John Vliet Lindsay, a New York City native, was the son of an investment banker. He was a history graduate of Yale University, where he received a law degree in 1948. He served in the Navy during World War II and participated in the invasions of Sicily and the Philippines.

At Yale law school, he became a follower of Herbert Brownell Jr., a New York lawyer and Republican Party activist who became attorney general under President Dwight D. Eisenhower in 1953. Through a Brownell connection, Mr. Lindsay began practicing law in a Wall Street law firm. He also became a board member of the New York Young Republican Club and a founding member of the Youth for Eisenhower crusade.

Brownell made Mr. Lindsay his executive assistant in 1955, and the future mayor's move to Washington gave him a prominent role in shaping legislation affecting civil rights and immigration, particularly after the Hungarian uprising in 1956.
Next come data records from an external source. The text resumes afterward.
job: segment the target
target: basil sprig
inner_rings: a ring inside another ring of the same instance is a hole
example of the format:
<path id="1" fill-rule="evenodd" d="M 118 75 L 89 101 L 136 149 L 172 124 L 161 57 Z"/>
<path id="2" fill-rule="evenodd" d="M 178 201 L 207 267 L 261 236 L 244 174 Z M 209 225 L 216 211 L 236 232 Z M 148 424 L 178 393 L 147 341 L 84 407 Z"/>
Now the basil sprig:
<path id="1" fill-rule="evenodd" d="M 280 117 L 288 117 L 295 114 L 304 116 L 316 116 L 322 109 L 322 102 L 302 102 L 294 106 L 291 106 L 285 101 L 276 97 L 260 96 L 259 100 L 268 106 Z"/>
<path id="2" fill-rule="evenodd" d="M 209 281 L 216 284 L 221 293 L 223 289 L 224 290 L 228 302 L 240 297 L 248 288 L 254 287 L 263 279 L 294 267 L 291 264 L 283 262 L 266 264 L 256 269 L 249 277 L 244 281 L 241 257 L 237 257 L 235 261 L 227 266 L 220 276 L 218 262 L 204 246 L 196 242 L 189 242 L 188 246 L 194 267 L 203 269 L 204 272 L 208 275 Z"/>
He was instrumental in using the McCarran-Walter Immigration Act, which often excluded immigrants, to get 33,000 Hungarian refugees to the United States under the act's parole section.

Mr. Lindsay resigned in December 1956 to run for Congress and was elected to the Republican-held district despite a strong Democratic challenge.

From the start, he established himself as a freshman force, typically an oxymoron and one generally frowned on. He publicly criticized elder statesmen and was the sole dissenter on a bill imbuing the postmaster general with the authority to confiscate allegedly obscene mail.

During his second term, Mr. Lindsay sponsored a bill to create a federal, Cabinet-level Department of Urban Affairs.

He declined an invitation to run as the Republican candidate for New York mayor in 1961 and instead became campaign chairman for that election. He also was a delegate to the Republican National Conventions in 1960, 1964 and 1968.

He played down his party affiliation and ran for mayor against an entrenched Democratic Party in 1965, defeating Abraham D. Beame by more than 130,000 votes. It was a race that William F. Buckley Jr., the conservative publisher and a fellow Yalie, also entered in protest of Mr. Lindsay's dismissal of Barry Goldwater's presidential candidacy a year earlier.

After his second term as mayor and flirting with seeking the presidency, Mr. Lindsay practiced law until the early 1990s and was a substitute host of ABC's "Good Morning America" in the 1970s. He wrote two volumes of memoirs and a novel, "The Edge," published by W.W. Norton in 1976.

Survivors include his wife since 1949, Mary Anne Harrison Lindsay of Hilton Head Island; a son, John Jr., of Old Lyme, Conn.; three daughters, Katharine Lake of Darien, Conn., Margaret "Margi" Picotte of Palm Beach, Fla., and Dr. Anne Lindsay of Springfield, Mass.; a brother; and five grandchildren.